- Fluttershy, Twilight, Rarity, and Rainbow Dash (left to right) are worried about the parasprite invasion that they inadvertently caused.
- Episode no.: Season 1 Episode 10
- Directed by: Jayson Thiessen; James Wootton;
- Written by: M.A. Larson
- Original air date: December 17, 2010
- Running time: 22 minutes

Episode chronology
| ← Previous "Bridle Gossip" | Next → "Winter Wrap Up" |
- My Little Pony: Friendship Is Magic season 1

= Swarm of the Century =

"Swarm of the Century" is the tenth episode of the first season of the animated television series My Little Pony: Friendship Is Magic. It originally aired on The Hub on December 17, 2010. The episode was written by M.A. Larson. In this episode, Fluttershy discovers a cute creature called a parasprite, but the town of Ponyville is soon overrun when the creatures reproduce rapidly and begin devouring everything in sight.

== Plot ==

Fluttershy discovers a small and adorable creature called a parasprite in the Everfree Forest and decides to bring it home as a pet. At first, the tiny creature appears harmless and cute and captivates anyone who sees it, but soon begins reproducing at an alarming rate and creates dozens of identical copies of itself. The parasprite quickly becomes a growing swarm of creatures that fills Fluttershy's cottage.

The parasprites begin to devour everything edible in sight and move through Ponyville like a plague of locusts. The swarm grows exponentially as they consume food and multiply further and threatens to destroy the entire town's food supply. To make matters worse, Princess Celestia is scheduled to visit Ponyville soon, and the ponies desperately need to resolve the crisis before her arrival. Twilight Sparkle and her friends attempt various magical and practical solutions to stop the invasion, but their efforts only seem to make the problem worse.

Throughout the chaos, Pinkie Pie repeatedly tries to offer help and share her knowledge about dealing with parasprites, but her friends dismiss her seemingly nonsensical suggestions and erratic behavior. As the parasprite swarm threatens to consume everything in Ponyville, the situation becomes increasingly desperate. Eventually, Pinkie Pie uses a combination of musical instruments to lead the entire swarm of parasprites out of Ponyville (in a manner reminiscent of the Pied Piper).
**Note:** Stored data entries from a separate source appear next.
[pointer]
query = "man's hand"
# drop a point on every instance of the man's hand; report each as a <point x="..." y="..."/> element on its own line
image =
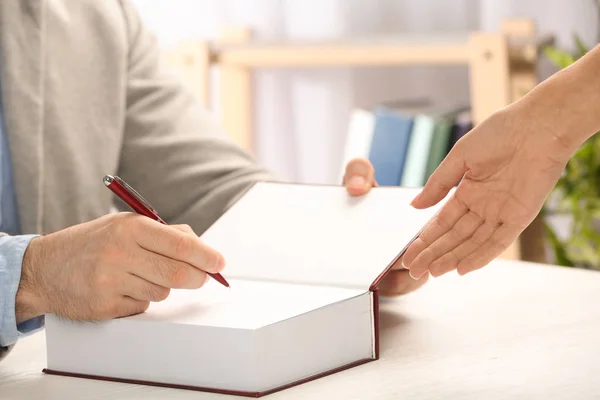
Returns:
<point x="359" y="178"/>
<point x="111" y="267"/>
<point x="508" y="165"/>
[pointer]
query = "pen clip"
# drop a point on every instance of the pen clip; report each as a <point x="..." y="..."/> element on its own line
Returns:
<point x="135" y="193"/>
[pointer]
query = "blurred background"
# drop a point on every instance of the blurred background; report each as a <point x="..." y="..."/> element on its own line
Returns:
<point x="303" y="118"/>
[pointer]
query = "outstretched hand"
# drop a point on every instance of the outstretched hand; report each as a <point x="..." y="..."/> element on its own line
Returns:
<point x="506" y="167"/>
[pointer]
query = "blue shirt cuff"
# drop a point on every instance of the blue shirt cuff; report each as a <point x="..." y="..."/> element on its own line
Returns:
<point x="12" y="249"/>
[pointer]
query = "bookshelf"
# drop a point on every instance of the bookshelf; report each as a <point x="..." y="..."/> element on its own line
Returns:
<point x="502" y="67"/>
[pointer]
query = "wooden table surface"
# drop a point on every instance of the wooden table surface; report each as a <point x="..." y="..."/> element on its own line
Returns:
<point x="509" y="331"/>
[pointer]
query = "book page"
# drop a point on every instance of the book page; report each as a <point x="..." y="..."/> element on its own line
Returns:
<point x="316" y="234"/>
<point x="246" y="305"/>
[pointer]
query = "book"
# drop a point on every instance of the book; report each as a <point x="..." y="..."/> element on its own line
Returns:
<point x="303" y="261"/>
<point x="442" y="135"/>
<point x="391" y="135"/>
<point x="358" y="138"/>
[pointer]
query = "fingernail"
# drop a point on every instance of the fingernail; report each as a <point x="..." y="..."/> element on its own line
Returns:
<point x="357" y="181"/>
<point x="220" y="264"/>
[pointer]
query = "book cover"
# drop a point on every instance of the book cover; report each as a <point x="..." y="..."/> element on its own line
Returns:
<point x="441" y="140"/>
<point x="358" y="138"/>
<point x="303" y="261"/>
<point x="389" y="146"/>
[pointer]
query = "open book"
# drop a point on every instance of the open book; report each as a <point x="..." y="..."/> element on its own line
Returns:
<point x="303" y="262"/>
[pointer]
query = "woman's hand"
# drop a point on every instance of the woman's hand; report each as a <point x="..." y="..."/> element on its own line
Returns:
<point x="506" y="166"/>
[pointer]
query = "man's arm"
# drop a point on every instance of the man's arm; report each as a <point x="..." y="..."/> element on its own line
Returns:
<point x="12" y="326"/>
<point x="173" y="150"/>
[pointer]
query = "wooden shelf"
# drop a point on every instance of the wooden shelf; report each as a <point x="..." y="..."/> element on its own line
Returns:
<point x="502" y="67"/>
<point x="437" y="49"/>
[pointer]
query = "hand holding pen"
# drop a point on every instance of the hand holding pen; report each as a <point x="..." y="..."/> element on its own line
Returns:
<point x="141" y="206"/>
<point x="112" y="266"/>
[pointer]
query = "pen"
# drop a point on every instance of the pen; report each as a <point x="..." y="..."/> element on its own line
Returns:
<point x="138" y="204"/>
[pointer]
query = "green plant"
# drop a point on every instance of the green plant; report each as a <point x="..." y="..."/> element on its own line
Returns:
<point x="577" y="193"/>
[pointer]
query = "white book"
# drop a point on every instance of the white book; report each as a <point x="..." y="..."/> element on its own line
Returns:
<point x="303" y="262"/>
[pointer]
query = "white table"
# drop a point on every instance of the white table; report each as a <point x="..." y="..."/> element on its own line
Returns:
<point x="509" y="331"/>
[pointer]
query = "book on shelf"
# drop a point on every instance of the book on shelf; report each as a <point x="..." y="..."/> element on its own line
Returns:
<point x="303" y="261"/>
<point x="405" y="141"/>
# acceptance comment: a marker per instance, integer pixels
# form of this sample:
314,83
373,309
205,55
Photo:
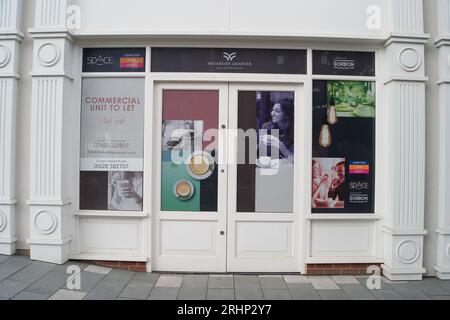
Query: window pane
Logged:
265,177
112,144
343,167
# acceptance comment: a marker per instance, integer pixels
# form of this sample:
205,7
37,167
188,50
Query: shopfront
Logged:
282,148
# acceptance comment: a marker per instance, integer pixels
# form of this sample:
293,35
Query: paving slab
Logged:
162,293
119,276
246,281
357,292
3,258
408,291
27,295
220,294
9,288
12,266
106,290
272,283
194,287
63,294
386,294
277,295
345,280
244,293
221,282
332,295
296,279
88,280
169,281
49,284
323,283
63,268
98,269
136,290
303,291
430,288
33,272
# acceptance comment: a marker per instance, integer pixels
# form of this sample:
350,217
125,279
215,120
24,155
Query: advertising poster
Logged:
344,63
229,60
265,171
112,146
114,59
189,172
343,166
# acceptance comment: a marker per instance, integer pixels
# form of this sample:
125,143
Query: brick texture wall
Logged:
353,269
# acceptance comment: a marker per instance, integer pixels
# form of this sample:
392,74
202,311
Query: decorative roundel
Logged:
5,56
409,59
408,252
45,222
48,55
3,221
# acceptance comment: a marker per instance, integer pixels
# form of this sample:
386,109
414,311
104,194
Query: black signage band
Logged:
344,63
224,60
114,59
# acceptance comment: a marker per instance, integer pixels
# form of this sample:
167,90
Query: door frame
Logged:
303,137
202,262
258,261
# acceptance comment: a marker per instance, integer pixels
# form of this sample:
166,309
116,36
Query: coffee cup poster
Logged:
112,147
343,165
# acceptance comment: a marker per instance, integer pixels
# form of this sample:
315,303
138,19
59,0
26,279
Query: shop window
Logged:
112,144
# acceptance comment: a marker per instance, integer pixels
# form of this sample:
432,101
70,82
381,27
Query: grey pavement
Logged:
24,279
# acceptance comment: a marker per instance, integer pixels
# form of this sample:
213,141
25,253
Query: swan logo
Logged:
230,56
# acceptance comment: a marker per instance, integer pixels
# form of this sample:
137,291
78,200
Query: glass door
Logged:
263,179
190,205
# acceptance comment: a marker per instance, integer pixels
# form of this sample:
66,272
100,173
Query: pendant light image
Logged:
325,136
331,112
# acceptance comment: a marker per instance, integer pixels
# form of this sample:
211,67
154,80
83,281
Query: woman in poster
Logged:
283,123
320,187
126,191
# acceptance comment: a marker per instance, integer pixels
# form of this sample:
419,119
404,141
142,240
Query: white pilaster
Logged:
443,232
404,142
50,234
10,38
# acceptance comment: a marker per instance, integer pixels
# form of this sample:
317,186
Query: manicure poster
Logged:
265,169
189,172
112,144
343,166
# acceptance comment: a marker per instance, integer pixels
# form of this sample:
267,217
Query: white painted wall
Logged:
281,17
432,139
23,127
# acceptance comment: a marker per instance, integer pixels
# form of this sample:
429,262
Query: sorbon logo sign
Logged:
100,61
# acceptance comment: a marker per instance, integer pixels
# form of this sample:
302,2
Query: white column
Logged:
50,213
10,38
404,142
443,232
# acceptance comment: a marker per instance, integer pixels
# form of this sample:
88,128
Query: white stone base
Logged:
442,273
8,247
47,252
403,274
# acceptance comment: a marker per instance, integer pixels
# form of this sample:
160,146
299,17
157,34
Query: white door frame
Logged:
173,257
247,255
302,174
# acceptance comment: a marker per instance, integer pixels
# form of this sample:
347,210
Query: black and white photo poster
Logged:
112,146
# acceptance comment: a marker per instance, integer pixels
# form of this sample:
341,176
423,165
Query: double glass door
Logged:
226,178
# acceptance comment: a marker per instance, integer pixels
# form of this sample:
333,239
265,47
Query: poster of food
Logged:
112,144
189,171
265,171
343,166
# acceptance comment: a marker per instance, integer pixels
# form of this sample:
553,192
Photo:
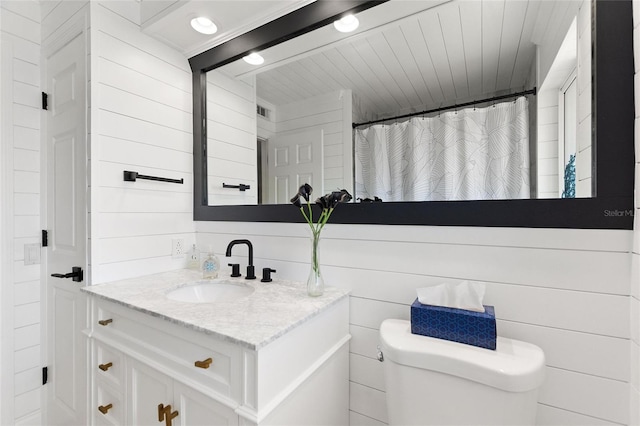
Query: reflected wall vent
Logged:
263,112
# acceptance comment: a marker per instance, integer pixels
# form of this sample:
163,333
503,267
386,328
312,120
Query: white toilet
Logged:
431,381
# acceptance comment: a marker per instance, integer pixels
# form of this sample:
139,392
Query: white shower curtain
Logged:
471,154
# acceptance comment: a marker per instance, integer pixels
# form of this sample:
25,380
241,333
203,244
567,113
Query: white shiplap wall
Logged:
140,121
634,388
548,163
21,350
584,117
231,139
564,290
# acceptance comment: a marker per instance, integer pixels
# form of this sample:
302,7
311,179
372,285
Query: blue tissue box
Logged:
458,325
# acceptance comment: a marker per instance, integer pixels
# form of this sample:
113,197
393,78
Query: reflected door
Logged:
295,158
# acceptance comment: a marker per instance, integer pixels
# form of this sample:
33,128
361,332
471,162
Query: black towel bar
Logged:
132,176
241,187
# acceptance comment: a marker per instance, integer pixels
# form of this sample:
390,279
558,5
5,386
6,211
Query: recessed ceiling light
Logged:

The crisis is resolved just in time, though Princess Celestia, after quickly understanding the situation, ends up postponing her visit due to - as she claims - a similar parasprite infestation in Fillydelphia.

== Reception ==
Sherilyn Connelly, the author of Ponyville Confidential, gave the episode a "B+" rating. In her review of the episode in SF Weekly, Connelly identified moral ambiguity in the episode's conclusion, suggesting that either Princess Celestia was allowing Twilight to save face by claiming the visit was postponed due to a Fillydelphia infestation, or that an actual parasprite invasion had occurred there and Twilight was too embarrassed to offer help. Connelly observed that regardless of interpretation, one character was being dishonest with the other.

Jamie Weinman compared "Swarm of the Century" to the Star Trek episode "The Trouble with Tribbles," but writer M.A. Larson later revealed that Gremlins provided stronger inspiration and that he had never seen "Tribbles". Show creator Lauren Faust noted on her DeviantArt page that the Star Trek parallels only occurred to the team after they began developing their locust-plague story.
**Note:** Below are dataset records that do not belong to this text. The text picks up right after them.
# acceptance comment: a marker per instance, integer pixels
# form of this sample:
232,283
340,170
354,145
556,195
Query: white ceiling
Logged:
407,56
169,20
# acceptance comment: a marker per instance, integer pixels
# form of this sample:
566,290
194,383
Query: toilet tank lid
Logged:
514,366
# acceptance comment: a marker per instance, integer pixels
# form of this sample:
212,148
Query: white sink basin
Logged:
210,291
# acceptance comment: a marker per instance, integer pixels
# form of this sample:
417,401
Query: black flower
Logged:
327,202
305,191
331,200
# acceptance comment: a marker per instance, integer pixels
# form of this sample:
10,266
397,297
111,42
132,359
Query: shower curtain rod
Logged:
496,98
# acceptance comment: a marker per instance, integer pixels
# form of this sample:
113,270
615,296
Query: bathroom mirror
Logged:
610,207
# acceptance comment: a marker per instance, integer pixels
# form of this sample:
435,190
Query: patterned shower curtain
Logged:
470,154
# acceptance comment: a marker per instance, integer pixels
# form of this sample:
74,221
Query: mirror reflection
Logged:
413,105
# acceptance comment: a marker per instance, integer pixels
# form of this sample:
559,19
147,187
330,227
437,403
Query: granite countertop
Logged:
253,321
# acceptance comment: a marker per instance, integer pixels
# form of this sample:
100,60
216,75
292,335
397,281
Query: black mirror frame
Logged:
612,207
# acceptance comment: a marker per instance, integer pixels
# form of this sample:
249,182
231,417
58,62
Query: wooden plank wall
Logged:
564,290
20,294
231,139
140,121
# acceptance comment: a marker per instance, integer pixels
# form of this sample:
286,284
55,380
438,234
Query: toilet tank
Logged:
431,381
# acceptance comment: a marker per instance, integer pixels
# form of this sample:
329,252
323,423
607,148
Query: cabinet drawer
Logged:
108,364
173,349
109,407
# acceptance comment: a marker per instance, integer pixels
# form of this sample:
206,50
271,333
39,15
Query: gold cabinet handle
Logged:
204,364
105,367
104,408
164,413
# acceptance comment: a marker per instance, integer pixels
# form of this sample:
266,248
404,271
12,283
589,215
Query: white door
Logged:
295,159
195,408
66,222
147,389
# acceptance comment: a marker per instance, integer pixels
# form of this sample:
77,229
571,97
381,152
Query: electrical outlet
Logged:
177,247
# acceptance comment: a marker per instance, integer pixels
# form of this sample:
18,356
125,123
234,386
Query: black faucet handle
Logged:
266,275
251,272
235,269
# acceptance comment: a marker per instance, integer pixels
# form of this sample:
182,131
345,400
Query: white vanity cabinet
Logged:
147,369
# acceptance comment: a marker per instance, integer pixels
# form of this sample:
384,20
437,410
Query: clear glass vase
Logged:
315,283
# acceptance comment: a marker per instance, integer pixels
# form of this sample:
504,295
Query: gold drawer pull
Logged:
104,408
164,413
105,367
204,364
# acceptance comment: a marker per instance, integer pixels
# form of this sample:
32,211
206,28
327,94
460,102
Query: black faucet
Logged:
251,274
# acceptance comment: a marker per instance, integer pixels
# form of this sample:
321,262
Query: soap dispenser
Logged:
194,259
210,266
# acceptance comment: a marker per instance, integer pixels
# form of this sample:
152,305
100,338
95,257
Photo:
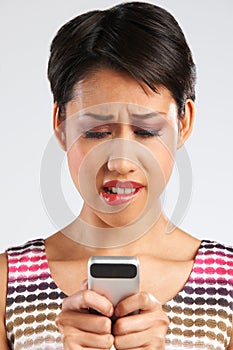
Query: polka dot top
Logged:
200,314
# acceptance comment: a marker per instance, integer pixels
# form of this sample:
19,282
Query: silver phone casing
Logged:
115,289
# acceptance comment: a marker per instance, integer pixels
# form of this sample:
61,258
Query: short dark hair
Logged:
139,38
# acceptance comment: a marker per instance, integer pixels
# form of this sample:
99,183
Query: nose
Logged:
121,157
122,166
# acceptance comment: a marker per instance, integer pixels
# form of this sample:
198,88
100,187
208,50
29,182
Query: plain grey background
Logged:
26,30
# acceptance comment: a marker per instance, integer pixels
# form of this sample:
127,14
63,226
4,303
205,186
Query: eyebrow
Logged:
98,116
111,117
147,115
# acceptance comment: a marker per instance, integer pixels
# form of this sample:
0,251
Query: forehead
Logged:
107,86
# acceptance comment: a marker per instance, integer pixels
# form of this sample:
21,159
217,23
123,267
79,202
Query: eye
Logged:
147,132
96,134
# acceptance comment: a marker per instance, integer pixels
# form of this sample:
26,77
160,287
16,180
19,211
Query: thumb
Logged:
84,284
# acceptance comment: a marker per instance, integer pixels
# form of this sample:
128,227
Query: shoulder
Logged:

In a critical analysis of the episode, author Jen A. Blue described "Swarm of the Century" as "pretty good" and the first episode written by M.A. Larson, whom she called one of the show's better writers who tends to create "geek-friendly" episodes focused on pop-culture references and expanding continuity rather than character development. Blue wrote that this episode marked the first time Friendship Is Magic fully engaged with intertextuality as a method of communicating on multiple levels, containing Star Trek and Gremlins allusions that go over the heads of younger audiences but serve as "a welcome mat" for adult geek viewers. She compared parasprites to tribbles from Star Trek and the ending of the episode to "The Pied Piper of Hamlin". Blue interpreted Pinkie Pie's character arc as representing the archetype of the geek: possessing necessary knowledge but being socially rejected due to poor communication skills. Blue concluded that the episode signaled both an embrace of brony viewers and a "loss of innocence" for the series, marking the beginning of an "identity crisis" as the show went from being solely a children's program to something that appealed to both children and adults through intertextual references.

== Home media ==
The episode is part of the Season 1 DVD set, released by Shout Factory, on December 4, 2012.